TODO DIA...

Meu imaginário sobre as coisas e o meu entusiasmo vivem como duas crianças a brincar de esconder no jardim, camufladas por entre os arbustos...

São como duas borboletas amarelas brincando ao redor de uma flor...

Sempre tento não permitir que meu sentimento descubra o que minha imaginação está realizando enquanto escondida... Então, abstraio-me das sensações todas, na esperança de ser ágil e realizar-me imaginando, genuinamente. Mas, afeições escapam...

Ontem, no mesmo banco dos fins das tardes, numa dessas conversas casuais, das que compreendo ter, na plenitude da minha irrealidade corriqueira, questionei sobre ser possível a imaginação esconder-se das sensações.

- Não entendi sua pergunta!

- Disse que, olhando o seu sorriso, lembrei de um lindo por do sol visto da ponte sobre o rio São Francisco, pertinho da ilha do fogo.

- Ainda não compreendi muito bem... Tenho medo de pontes, fogo, etc. Acho perigoso, mas... Tem gente que se arrisca.

- Sei... Ruim pensar assim, mas seu sorriso, realmente, passa uma luz. Vendo melhor, talvez, nem haja sol e nem ponte. Mas, há um sentimento indefinido nele...

- Ah! Já me disseram isso. Talvez eu sinta, sem nunca tê-lo imaginado, mas, já que insiste nisso, devia me dizer o que sinto, ou sente, ao me ver sorrir... Mas, olha!! Veja aquelas borboletas!! Parecem brincar de esconder...

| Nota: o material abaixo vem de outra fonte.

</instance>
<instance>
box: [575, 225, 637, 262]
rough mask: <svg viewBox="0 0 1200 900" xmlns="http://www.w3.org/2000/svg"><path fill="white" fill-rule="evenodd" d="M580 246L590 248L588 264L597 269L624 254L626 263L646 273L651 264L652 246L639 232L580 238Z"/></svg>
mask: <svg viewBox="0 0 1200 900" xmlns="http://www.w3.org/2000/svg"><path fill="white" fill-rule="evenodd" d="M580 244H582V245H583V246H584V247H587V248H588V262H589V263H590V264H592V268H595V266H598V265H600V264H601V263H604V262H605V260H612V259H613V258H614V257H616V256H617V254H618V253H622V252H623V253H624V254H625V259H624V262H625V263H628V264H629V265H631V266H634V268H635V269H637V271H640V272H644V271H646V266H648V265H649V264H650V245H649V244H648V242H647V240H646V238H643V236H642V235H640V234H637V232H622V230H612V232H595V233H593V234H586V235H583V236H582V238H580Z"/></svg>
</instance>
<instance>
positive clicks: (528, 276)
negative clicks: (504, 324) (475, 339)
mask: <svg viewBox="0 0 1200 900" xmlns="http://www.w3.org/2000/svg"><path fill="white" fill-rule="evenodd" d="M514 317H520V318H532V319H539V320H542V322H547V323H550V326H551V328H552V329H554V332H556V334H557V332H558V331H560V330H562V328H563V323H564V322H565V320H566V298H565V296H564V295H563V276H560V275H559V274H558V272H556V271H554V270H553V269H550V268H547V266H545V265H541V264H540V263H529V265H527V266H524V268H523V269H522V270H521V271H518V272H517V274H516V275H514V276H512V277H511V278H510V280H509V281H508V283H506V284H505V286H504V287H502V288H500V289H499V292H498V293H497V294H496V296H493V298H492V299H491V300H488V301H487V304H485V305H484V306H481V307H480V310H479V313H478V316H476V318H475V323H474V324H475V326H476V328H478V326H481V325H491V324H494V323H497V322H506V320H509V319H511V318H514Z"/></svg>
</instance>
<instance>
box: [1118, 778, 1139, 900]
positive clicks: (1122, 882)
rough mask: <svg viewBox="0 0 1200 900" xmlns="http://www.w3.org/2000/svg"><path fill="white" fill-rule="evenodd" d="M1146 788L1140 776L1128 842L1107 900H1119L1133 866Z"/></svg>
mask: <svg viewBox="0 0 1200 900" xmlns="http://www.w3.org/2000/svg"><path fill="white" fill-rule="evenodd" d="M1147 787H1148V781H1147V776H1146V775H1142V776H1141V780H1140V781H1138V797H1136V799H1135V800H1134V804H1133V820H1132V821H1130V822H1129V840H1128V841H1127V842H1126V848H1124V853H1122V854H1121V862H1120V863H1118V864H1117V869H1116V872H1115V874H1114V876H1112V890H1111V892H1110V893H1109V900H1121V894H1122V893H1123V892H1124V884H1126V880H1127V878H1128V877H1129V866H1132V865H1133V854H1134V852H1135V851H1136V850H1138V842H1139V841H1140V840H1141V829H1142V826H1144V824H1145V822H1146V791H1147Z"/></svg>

- Talvez a percepção de si mesma não permita imaginar sentir, o que realmente sente ao sorrir, e nem ver a tal luz que vejo. E as borboletas... sim, estão a brincar. Todo dia estão aqui.

- Nãããoo... Que coisa maluca! Diferente das borboletas, pois são reais, acho que não existe nenhum sentimento, nem muito menos essa tal luz. Melhor mudarmos de assunto... Deve ser a sua imaginação criando tudo, como a nós mesmos, e esse tal sorriso. O que acha?

- Não sei... Estamos conversando e eu pretendia descobrir um modo de completar realidades aos sentimentos, sem usar palavras, ou, ao menos, sem parecer usá-las, como as borboletas, criando e caladas... Acontece que, no seu sorriso, busquei, em silêncio como essa flor, um significado das realidades, sem neles conceituar sentimentos. Mas, decidi perguntar, pois qual realidade teria um sentimento da palavra, ou da sorriso, ou da flor se não há o que ouvir? Por isso imaginei te perguntar...

- Isso que você disse até soa bem mais coerente, mas, também, parece não ter sentido nenhum. Que coisa... Luz, sorriso e ponte, foi você quem criou, mas as borboletas e a flor, não! Essas eu vejo! Eu só queria mesmo que você me dissesse porque essa nossa conversa está acontecendo? Ou se realmente está acontecendo?

- Até pouco tempo atrás, achava que sim. Mas, agora não sei ao certo. O que posso afirmar é que, se você não tivesse me respondido seria bem melhor, pois meu sentimento não teria descoberto a minha imaginação de tê-la visto sorrindo, nesse banco, enquanto estou aqui sozinho, vendo duas borboletas brincando numa flor do jardim como crianças.